Celui-ci nous plonge dans une sorte de « sociale-fiction », même si le phénomène des vieux abandonnés de tous, sans protection sociale aucune, qui survivent en devenant délinquants, espérant ainsi aller en prison, existe bel et bien au Japon. Nous pénétrons dans une jungle urbaine qui, sur le plateau, deviendra une lande de sable. La première didascalie de la scène 1 est explicite : « Béton, terrain vague, ordures, désert ». Un gang de vieux malades approchant les 70 ans, au parcours professionnel plus ou moins chaotique (la liste longue des personnages fonctionne comme un CV impitoyable), apparaît dès le début du texte selon un entrelacement. Le nom des personnages les intègre au monde des bêtes ou à celui des Indiens : Loup ; Louve ; Butor étoilé. Ils sont sauvages, ils lynchent sauvagement un homme dans la scène 1,5,15. Ils se nourrissent comme des animaux, dévorant le contenu de boîtes de conserve.
« Tous commencent à manger avec leurs mains, goulûment » précise une didascalie de la scène 46. Ils ne parlent mais hurlent, insultent.
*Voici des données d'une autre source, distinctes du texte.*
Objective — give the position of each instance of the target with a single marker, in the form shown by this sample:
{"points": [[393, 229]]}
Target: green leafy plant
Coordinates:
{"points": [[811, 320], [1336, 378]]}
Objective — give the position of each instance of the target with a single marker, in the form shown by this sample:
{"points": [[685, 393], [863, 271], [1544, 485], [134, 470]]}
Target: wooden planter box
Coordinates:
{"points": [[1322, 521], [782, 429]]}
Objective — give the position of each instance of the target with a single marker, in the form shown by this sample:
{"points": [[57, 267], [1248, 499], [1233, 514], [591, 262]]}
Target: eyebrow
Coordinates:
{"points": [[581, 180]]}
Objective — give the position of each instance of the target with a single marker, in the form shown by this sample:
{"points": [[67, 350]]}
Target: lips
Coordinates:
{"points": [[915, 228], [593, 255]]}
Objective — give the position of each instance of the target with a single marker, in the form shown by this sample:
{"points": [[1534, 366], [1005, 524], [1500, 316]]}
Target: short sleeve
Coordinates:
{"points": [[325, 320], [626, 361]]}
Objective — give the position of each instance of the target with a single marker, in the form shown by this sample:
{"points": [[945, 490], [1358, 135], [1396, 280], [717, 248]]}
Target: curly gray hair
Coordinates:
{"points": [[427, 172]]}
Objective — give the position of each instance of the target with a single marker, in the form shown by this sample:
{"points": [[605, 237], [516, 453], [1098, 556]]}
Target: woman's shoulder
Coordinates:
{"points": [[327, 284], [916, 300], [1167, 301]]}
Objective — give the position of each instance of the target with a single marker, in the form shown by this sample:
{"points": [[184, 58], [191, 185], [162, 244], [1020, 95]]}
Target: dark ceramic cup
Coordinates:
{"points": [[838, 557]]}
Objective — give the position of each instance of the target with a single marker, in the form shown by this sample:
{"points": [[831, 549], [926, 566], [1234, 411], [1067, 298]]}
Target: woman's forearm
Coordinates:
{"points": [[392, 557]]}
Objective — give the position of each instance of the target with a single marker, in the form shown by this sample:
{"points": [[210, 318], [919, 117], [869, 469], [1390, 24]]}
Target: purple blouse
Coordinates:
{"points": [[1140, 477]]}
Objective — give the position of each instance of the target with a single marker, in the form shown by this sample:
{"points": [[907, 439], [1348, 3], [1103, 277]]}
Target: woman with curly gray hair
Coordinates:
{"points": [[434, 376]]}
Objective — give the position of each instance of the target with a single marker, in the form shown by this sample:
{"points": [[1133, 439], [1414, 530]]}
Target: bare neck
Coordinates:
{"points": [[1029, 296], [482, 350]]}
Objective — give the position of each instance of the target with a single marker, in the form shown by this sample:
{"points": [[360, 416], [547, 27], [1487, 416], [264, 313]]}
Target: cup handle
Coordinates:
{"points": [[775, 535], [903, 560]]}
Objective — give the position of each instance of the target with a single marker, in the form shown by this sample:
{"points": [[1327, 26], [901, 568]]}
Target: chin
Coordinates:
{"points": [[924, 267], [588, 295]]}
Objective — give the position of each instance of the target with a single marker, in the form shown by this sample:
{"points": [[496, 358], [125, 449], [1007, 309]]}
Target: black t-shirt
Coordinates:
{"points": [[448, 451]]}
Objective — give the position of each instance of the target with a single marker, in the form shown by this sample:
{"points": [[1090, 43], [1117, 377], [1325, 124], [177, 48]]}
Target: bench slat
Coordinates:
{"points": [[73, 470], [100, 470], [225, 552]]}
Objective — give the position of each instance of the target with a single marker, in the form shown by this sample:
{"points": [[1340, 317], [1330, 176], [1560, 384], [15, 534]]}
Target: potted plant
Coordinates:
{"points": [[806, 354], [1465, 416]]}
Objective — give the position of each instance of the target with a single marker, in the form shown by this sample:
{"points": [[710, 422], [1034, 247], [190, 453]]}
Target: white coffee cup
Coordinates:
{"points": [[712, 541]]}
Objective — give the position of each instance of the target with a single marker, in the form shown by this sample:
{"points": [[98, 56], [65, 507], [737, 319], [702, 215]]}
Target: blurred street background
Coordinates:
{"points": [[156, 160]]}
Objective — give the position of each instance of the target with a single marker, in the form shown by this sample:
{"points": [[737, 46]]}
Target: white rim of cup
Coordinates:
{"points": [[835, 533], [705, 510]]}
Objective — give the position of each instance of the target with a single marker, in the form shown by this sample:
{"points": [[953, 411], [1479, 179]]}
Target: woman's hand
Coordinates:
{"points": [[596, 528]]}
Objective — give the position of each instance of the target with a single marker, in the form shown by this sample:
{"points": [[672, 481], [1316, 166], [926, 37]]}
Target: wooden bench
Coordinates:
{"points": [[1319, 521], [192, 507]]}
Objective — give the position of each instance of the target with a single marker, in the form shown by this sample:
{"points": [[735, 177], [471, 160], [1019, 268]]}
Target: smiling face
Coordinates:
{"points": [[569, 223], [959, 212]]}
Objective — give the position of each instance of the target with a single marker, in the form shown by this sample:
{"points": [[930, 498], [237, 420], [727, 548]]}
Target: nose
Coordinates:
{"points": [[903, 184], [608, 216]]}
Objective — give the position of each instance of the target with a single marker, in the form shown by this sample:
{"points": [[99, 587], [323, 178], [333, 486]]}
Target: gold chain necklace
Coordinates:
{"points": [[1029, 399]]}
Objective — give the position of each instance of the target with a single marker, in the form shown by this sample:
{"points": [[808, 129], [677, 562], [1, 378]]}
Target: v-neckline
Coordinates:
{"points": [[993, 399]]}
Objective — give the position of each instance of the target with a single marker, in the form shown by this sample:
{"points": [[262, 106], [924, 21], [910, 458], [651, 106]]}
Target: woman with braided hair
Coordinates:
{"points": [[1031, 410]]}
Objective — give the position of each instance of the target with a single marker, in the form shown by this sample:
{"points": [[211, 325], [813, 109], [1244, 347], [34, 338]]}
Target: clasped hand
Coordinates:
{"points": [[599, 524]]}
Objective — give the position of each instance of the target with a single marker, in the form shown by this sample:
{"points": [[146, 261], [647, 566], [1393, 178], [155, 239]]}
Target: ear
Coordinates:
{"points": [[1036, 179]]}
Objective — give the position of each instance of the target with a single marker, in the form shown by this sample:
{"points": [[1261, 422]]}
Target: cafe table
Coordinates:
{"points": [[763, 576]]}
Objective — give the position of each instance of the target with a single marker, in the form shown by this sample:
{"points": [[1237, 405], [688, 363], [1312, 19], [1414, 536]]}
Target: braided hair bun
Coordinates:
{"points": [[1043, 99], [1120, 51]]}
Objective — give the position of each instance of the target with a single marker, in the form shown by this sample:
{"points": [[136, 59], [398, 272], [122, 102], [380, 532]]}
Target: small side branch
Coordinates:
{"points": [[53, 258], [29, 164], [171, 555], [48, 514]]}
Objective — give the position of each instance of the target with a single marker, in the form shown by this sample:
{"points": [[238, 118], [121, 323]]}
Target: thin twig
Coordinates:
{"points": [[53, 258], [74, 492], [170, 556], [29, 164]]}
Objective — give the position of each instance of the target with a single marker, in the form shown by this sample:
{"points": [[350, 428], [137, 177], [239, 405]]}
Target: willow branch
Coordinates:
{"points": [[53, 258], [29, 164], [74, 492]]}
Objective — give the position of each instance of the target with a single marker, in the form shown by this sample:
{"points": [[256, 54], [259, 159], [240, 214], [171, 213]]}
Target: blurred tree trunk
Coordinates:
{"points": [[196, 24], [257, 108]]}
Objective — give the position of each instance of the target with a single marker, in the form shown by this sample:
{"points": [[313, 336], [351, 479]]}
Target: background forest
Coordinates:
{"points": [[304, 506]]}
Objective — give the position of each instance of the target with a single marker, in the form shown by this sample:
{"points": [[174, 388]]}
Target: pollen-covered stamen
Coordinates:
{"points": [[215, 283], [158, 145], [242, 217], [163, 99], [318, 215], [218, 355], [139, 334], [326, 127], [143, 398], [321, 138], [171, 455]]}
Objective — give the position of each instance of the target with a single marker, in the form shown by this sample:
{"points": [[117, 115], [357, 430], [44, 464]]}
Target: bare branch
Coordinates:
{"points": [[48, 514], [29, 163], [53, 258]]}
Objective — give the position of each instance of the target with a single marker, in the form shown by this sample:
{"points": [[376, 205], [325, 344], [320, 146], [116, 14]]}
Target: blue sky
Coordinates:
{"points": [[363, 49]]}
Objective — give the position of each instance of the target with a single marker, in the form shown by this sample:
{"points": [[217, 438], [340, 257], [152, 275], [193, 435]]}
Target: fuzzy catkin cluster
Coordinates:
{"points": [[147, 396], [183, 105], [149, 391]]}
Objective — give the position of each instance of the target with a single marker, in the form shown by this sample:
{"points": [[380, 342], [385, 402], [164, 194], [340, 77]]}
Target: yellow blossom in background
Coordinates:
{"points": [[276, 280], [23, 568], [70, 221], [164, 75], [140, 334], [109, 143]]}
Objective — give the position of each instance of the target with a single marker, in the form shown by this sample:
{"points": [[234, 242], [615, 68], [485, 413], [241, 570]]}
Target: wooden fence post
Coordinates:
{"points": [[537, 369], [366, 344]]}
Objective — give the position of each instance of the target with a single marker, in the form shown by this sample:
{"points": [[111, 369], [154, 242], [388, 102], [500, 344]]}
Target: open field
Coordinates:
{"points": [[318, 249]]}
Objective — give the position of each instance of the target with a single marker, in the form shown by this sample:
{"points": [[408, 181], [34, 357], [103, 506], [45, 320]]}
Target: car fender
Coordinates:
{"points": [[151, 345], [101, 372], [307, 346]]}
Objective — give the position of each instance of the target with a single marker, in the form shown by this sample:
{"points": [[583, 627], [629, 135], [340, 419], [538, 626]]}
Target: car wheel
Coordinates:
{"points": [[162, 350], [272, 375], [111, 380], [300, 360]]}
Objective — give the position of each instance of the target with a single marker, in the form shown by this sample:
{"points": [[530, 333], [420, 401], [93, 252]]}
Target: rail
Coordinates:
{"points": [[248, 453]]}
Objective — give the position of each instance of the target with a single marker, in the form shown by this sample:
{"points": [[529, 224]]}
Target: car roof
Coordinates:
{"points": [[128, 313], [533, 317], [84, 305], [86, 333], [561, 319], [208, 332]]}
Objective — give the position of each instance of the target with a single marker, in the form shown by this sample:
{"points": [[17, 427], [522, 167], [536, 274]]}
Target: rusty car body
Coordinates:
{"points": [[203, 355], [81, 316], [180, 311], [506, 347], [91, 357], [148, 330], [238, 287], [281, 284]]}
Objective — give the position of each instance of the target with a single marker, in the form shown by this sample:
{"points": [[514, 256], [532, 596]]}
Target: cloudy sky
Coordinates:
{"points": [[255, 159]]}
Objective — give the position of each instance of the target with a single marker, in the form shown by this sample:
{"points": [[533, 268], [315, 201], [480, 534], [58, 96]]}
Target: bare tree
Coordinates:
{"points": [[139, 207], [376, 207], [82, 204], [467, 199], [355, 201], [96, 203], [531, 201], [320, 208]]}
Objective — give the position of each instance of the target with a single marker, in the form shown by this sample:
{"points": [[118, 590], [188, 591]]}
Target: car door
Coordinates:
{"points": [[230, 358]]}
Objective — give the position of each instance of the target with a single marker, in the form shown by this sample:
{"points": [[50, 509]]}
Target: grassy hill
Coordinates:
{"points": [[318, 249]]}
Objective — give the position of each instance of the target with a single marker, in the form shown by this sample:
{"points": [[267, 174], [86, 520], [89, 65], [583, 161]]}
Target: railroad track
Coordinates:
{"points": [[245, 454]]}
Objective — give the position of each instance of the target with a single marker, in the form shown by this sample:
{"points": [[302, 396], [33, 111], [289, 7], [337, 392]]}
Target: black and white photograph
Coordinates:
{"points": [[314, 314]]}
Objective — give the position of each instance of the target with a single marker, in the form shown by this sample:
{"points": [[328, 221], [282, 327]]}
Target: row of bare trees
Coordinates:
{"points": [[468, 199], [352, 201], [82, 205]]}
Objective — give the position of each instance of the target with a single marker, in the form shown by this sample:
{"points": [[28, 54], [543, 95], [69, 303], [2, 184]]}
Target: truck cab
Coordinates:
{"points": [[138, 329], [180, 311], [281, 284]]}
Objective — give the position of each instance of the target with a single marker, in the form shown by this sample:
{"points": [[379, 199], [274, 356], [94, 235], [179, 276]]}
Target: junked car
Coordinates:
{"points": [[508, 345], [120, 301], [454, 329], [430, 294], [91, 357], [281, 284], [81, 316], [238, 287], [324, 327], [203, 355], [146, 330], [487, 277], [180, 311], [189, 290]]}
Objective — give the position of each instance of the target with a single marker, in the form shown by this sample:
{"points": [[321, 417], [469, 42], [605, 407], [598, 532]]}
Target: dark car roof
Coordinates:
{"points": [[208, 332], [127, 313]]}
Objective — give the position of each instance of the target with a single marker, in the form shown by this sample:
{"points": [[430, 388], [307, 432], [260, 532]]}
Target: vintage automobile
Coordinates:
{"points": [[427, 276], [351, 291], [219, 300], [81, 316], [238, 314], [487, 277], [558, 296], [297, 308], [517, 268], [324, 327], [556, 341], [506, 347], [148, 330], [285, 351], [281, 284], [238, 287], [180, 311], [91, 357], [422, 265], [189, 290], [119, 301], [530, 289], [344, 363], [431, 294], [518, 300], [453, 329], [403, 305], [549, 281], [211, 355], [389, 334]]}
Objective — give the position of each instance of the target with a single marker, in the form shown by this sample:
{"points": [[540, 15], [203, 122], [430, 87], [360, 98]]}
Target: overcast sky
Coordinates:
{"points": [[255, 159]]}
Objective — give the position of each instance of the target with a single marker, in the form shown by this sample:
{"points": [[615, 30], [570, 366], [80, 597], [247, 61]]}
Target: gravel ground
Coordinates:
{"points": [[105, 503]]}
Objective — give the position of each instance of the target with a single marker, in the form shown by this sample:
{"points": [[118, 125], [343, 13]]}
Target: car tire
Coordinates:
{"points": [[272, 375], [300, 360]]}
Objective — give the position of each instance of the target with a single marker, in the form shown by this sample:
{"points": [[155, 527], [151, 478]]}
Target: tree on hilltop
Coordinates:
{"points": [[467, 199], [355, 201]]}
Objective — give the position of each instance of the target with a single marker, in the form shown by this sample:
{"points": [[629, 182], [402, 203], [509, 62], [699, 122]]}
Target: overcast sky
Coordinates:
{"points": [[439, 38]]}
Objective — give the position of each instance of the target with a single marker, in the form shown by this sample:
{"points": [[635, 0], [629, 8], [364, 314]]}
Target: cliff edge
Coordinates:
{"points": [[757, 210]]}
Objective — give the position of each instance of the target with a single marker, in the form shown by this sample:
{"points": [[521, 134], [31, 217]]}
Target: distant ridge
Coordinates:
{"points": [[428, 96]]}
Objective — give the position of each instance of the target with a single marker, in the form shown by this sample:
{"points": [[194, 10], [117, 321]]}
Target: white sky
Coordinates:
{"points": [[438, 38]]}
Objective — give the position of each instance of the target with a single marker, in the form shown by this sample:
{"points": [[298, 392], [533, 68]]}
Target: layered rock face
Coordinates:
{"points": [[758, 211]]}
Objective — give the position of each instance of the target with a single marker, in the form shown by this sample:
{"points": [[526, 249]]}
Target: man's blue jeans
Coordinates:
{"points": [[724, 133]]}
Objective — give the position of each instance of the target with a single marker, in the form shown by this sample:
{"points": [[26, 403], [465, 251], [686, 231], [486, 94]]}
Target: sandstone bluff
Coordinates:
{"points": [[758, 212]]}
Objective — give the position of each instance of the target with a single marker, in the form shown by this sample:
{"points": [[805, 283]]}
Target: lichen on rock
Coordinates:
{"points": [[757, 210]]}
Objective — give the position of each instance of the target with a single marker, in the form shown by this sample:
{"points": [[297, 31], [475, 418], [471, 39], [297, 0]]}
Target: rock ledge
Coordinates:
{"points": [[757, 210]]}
Les impératifs et les exclamatives se multiplient : « Tue-le ! » Ou bien « Frappez-le ». Ils ne veulent qu’une seule chose, être arrêtés pour leur crime afin de bénéficier d’une protection en prison. D’autres actions coupent celles des vieux. Tout d’abord intervient la conférence de Wladimir Zant, enquêteur-contrôleur du phénomène toboggan. Ensuite surgit une jeune femme entre 20 et 30 ans sans nom. Elle est libre et récite un long poème tout au long du texte « le poème télescopique » dans la scène 47, elle le définit en ces termes : « c’est la somme d’un ensemble de phrases dites de télescopage ». Les vieux au départ se méfient d’elle mais ils finiront par en faire une alliée.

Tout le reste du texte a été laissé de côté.